Measuring backup health

If you can't measure it, you can't manage it. Some may argue that there are exceptions to this truism, but backup/recovery is not one of them. While there is certainly a growing effort toward measuring backup success rates, this metric alone is not sufficient to signify a healthy backup environment. While success rate is one important risk indicator, additional risk metrics, along with other efficiency and service-level metrics, are necessary to build a true picture of backup health. Here are a few more metrics to consider:

1. Partial backup completion -- These should be regarded as failures until their cause is understood, but in many environments, partials are counted as successes or simply not reported. The rationale is that some backup jobs include temporary files held open by applications and cannot be backed up successfully. But without a detailed investigation, it is impossible to know whether this is really the case. If the temporary files are truly benign, then they should be added to an "exclude" list to avoid nuisance messages. Logs and reports filled with messages about partial backups cloud the ability to identify real problems.

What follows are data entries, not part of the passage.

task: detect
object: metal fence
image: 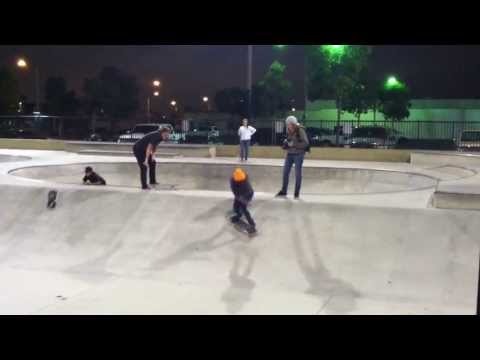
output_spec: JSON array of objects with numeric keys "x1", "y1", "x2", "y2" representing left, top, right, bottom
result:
[{"x1": 2, "y1": 115, "x2": 480, "y2": 151}]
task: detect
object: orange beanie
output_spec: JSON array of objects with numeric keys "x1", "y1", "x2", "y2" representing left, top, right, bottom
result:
[{"x1": 233, "y1": 168, "x2": 247, "y2": 182}]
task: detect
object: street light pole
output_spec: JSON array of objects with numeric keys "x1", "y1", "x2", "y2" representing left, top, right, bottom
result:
[
  {"x1": 35, "y1": 66, "x2": 40, "y2": 113},
  {"x1": 147, "y1": 97, "x2": 151, "y2": 122},
  {"x1": 247, "y1": 45, "x2": 253, "y2": 120},
  {"x1": 303, "y1": 47, "x2": 308, "y2": 122}
]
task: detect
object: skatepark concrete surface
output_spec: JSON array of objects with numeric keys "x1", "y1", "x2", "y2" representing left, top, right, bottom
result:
[{"x1": 0, "y1": 148, "x2": 479, "y2": 314}]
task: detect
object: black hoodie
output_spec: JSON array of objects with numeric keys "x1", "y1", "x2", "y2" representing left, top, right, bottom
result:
[{"x1": 230, "y1": 176, "x2": 254, "y2": 204}]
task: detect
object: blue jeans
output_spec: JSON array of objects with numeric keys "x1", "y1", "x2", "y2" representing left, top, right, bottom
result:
[
  {"x1": 240, "y1": 140, "x2": 250, "y2": 160},
  {"x1": 281, "y1": 153, "x2": 305, "y2": 196}
]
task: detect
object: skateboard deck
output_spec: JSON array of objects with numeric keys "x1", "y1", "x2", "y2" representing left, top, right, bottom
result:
[{"x1": 47, "y1": 190, "x2": 57, "y2": 209}]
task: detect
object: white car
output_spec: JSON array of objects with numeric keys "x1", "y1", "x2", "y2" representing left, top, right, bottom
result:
[{"x1": 117, "y1": 123, "x2": 184, "y2": 144}]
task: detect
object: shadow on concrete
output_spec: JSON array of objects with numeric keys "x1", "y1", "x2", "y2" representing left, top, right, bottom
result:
[
  {"x1": 149, "y1": 199, "x2": 242, "y2": 272},
  {"x1": 221, "y1": 245, "x2": 258, "y2": 314},
  {"x1": 293, "y1": 210, "x2": 361, "y2": 315}
]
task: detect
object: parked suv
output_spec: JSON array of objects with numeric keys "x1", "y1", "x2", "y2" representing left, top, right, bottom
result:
[
  {"x1": 117, "y1": 123, "x2": 184, "y2": 144},
  {"x1": 348, "y1": 126, "x2": 407, "y2": 149}
]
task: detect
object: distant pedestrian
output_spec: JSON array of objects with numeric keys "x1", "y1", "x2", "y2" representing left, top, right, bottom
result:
[
  {"x1": 276, "y1": 116, "x2": 309, "y2": 199},
  {"x1": 238, "y1": 118, "x2": 256, "y2": 162}
]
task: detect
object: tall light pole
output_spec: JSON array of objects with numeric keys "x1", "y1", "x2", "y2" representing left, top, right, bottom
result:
[
  {"x1": 17, "y1": 58, "x2": 40, "y2": 113},
  {"x1": 202, "y1": 96, "x2": 210, "y2": 112},
  {"x1": 247, "y1": 45, "x2": 253, "y2": 120}
]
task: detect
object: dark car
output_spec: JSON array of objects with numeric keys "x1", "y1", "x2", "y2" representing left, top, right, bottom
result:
[
  {"x1": 305, "y1": 127, "x2": 341, "y2": 147},
  {"x1": 348, "y1": 126, "x2": 407, "y2": 149}
]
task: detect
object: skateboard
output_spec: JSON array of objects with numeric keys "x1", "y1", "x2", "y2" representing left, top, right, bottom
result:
[
  {"x1": 229, "y1": 217, "x2": 258, "y2": 238},
  {"x1": 47, "y1": 190, "x2": 57, "y2": 209}
]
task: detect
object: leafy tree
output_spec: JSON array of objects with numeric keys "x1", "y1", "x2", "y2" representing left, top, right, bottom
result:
[
  {"x1": 256, "y1": 61, "x2": 293, "y2": 117},
  {"x1": 0, "y1": 67, "x2": 20, "y2": 114},
  {"x1": 379, "y1": 78, "x2": 412, "y2": 122},
  {"x1": 214, "y1": 87, "x2": 247, "y2": 116},
  {"x1": 45, "y1": 77, "x2": 79, "y2": 115},
  {"x1": 83, "y1": 66, "x2": 139, "y2": 130}
]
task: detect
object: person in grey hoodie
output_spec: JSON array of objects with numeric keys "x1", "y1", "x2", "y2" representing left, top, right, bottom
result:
[{"x1": 276, "y1": 116, "x2": 309, "y2": 199}]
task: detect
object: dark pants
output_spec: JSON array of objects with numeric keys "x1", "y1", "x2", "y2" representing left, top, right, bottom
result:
[
  {"x1": 281, "y1": 152, "x2": 305, "y2": 197},
  {"x1": 134, "y1": 150, "x2": 157, "y2": 188},
  {"x1": 240, "y1": 140, "x2": 250, "y2": 160},
  {"x1": 232, "y1": 199, "x2": 255, "y2": 228}
]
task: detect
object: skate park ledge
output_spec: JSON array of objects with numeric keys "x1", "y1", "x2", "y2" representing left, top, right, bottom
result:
[{"x1": 0, "y1": 138, "x2": 412, "y2": 162}]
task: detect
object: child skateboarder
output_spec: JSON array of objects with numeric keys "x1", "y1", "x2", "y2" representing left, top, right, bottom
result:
[
  {"x1": 230, "y1": 168, "x2": 257, "y2": 235},
  {"x1": 83, "y1": 166, "x2": 106, "y2": 185}
]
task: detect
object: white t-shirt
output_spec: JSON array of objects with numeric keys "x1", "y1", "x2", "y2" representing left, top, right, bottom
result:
[{"x1": 238, "y1": 125, "x2": 257, "y2": 141}]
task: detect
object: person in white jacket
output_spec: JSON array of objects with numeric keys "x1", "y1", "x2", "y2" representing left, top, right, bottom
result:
[{"x1": 238, "y1": 119, "x2": 256, "y2": 162}]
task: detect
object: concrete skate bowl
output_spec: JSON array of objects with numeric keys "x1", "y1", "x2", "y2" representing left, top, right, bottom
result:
[
  {"x1": 9, "y1": 162, "x2": 439, "y2": 195},
  {"x1": 0, "y1": 154, "x2": 30, "y2": 163},
  {"x1": 0, "y1": 185, "x2": 479, "y2": 314}
]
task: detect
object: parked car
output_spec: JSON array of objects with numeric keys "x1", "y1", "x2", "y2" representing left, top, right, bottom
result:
[
  {"x1": 306, "y1": 127, "x2": 348, "y2": 147},
  {"x1": 185, "y1": 125, "x2": 220, "y2": 144},
  {"x1": 117, "y1": 123, "x2": 184, "y2": 144},
  {"x1": 459, "y1": 130, "x2": 480, "y2": 151},
  {"x1": 347, "y1": 126, "x2": 407, "y2": 149},
  {"x1": 84, "y1": 128, "x2": 111, "y2": 142}
]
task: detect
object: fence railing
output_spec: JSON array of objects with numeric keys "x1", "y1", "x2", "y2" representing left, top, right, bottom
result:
[{"x1": 1, "y1": 116, "x2": 480, "y2": 151}]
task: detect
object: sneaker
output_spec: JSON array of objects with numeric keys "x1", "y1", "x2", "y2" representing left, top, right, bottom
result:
[
  {"x1": 230, "y1": 216, "x2": 240, "y2": 224},
  {"x1": 276, "y1": 191, "x2": 287, "y2": 197},
  {"x1": 142, "y1": 186, "x2": 152, "y2": 190},
  {"x1": 294, "y1": 194, "x2": 300, "y2": 200},
  {"x1": 150, "y1": 182, "x2": 159, "y2": 186},
  {"x1": 247, "y1": 226, "x2": 257, "y2": 235}
]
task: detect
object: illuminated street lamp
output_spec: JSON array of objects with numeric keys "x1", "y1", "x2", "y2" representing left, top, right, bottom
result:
[
  {"x1": 384, "y1": 76, "x2": 405, "y2": 90},
  {"x1": 171, "y1": 100, "x2": 177, "y2": 107},
  {"x1": 147, "y1": 79, "x2": 162, "y2": 121},
  {"x1": 16, "y1": 57, "x2": 40, "y2": 113},
  {"x1": 202, "y1": 96, "x2": 210, "y2": 112},
  {"x1": 17, "y1": 59, "x2": 27, "y2": 68}
]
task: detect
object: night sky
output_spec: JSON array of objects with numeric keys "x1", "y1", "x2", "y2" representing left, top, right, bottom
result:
[{"x1": 1, "y1": 45, "x2": 480, "y2": 112}]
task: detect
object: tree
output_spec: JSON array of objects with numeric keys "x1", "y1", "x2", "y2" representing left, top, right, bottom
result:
[
  {"x1": 0, "y1": 67, "x2": 20, "y2": 115},
  {"x1": 379, "y1": 77, "x2": 412, "y2": 122},
  {"x1": 83, "y1": 66, "x2": 139, "y2": 131},
  {"x1": 256, "y1": 60, "x2": 293, "y2": 117},
  {"x1": 307, "y1": 45, "x2": 371, "y2": 121},
  {"x1": 342, "y1": 83, "x2": 370, "y2": 125},
  {"x1": 214, "y1": 87, "x2": 248, "y2": 116},
  {"x1": 45, "y1": 77, "x2": 79, "y2": 115},
  {"x1": 306, "y1": 45, "x2": 372, "y2": 143}
]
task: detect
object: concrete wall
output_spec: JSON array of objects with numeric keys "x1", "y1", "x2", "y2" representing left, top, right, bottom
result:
[
  {"x1": 0, "y1": 139, "x2": 66, "y2": 151},
  {"x1": 216, "y1": 145, "x2": 411, "y2": 163}
]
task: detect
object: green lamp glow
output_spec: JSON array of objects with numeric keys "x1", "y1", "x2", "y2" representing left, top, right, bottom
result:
[{"x1": 385, "y1": 76, "x2": 405, "y2": 90}]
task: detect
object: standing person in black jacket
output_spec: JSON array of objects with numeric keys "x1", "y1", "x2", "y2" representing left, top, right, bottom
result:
[
  {"x1": 133, "y1": 127, "x2": 171, "y2": 190},
  {"x1": 230, "y1": 168, "x2": 256, "y2": 234}
]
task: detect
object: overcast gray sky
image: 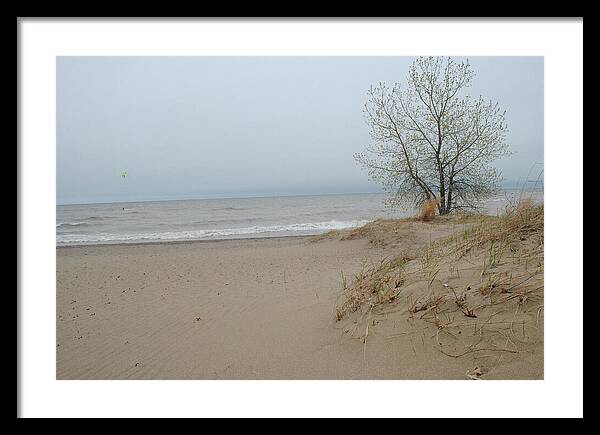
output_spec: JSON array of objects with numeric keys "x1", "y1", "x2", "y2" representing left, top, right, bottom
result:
[{"x1": 57, "y1": 56, "x2": 543, "y2": 204}]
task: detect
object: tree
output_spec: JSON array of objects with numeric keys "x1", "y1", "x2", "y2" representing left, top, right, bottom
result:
[{"x1": 355, "y1": 57, "x2": 510, "y2": 215}]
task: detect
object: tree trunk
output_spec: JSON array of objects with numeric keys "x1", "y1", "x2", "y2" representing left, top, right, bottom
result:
[
  {"x1": 438, "y1": 170, "x2": 447, "y2": 214},
  {"x1": 446, "y1": 178, "x2": 454, "y2": 214},
  {"x1": 438, "y1": 185, "x2": 447, "y2": 215}
]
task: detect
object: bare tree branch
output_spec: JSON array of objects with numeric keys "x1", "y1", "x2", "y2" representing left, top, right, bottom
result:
[{"x1": 356, "y1": 57, "x2": 510, "y2": 214}]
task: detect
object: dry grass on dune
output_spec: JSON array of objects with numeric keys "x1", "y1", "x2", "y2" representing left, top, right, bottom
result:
[
  {"x1": 334, "y1": 201, "x2": 544, "y2": 367},
  {"x1": 335, "y1": 255, "x2": 413, "y2": 321},
  {"x1": 418, "y1": 198, "x2": 440, "y2": 221},
  {"x1": 335, "y1": 201, "x2": 543, "y2": 319}
]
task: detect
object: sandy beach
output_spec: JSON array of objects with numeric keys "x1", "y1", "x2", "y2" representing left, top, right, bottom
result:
[{"x1": 57, "y1": 214, "x2": 543, "y2": 380}]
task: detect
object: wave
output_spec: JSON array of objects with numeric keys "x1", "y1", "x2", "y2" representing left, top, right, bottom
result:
[
  {"x1": 84, "y1": 216, "x2": 106, "y2": 221},
  {"x1": 213, "y1": 206, "x2": 246, "y2": 211},
  {"x1": 56, "y1": 222, "x2": 90, "y2": 229},
  {"x1": 56, "y1": 219, "x2": 370, "y2": 246},
  {"x1": 57, "y1": 215, "x2": 109, "y2": 228}
]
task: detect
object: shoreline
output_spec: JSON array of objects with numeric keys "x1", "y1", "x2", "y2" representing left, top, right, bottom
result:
[
  {"x1": 54, "y1": 209, "x2": 503, "y2": 249},
  {"x1": 56, "y1": 233, "x2": 315, "y2": 250}
]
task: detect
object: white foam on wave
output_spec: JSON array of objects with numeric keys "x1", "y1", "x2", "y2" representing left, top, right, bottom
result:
[
  {"x1": 56, "y1": 221, "x2": 90, "y2": 228},
  {"x1": 56, "y1": 220, "x2": 370, "y2": 246}
]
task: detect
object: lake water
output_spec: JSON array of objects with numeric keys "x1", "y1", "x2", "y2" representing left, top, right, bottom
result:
[{"x1": 57, "y1": 190, "x2": 543, "y2": 246}]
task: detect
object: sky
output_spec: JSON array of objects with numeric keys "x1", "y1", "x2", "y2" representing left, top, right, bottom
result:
[{"x1": 57, "y1": 56, "x2": 543, "y2": 205}]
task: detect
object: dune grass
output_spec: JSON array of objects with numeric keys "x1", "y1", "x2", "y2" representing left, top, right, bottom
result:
[
  {"x1": 335, "y1": 255, "x2": 412, "y2": 321},
  {"x1": 335, "y1": 200, "x2": 543, "y2": 321}
]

2. Consecutive backup failures -- It's problematic when a system backup fails in a single backup cycle, but it can be disastrous if subsequent backups of the same system fail repeatedly. This extends Recovery Point Objective metrics well beyond committed service levels and actually occurs more frequently than one might expect. A good reporting system should flag consecutive backup failures.

3. Media utilization -- This is an important efficiency metric that is often overlooked. Tape media is expensive and in many environments utilization is significantly below 70 percent. In one multipetabyte backup environment, we found that a 10 percent improvement in media utilization would translate into nearly US$400,000 of annual tape savings.

4. Tape drive performance -- Poor tape drive performance not only results in low-drive utilization but also increases risk of backup failure and reduces the usable life for both media and drive mechanics. Modern tape devices are capable of 40MB/sec. throughput and higher, yet actual performance rates of less than 10MB/sec. are commonly observed. Many environments are simply unaware of their dismal performance levels and exacerbate the problem by making future design and purchasing decisions based on unrealistic expectations.

Unfortunately, these metrics are not easily obtained through the reporting capabilities of traditional backup applications, but an investment in tools or services to produce this data might be a very good investment.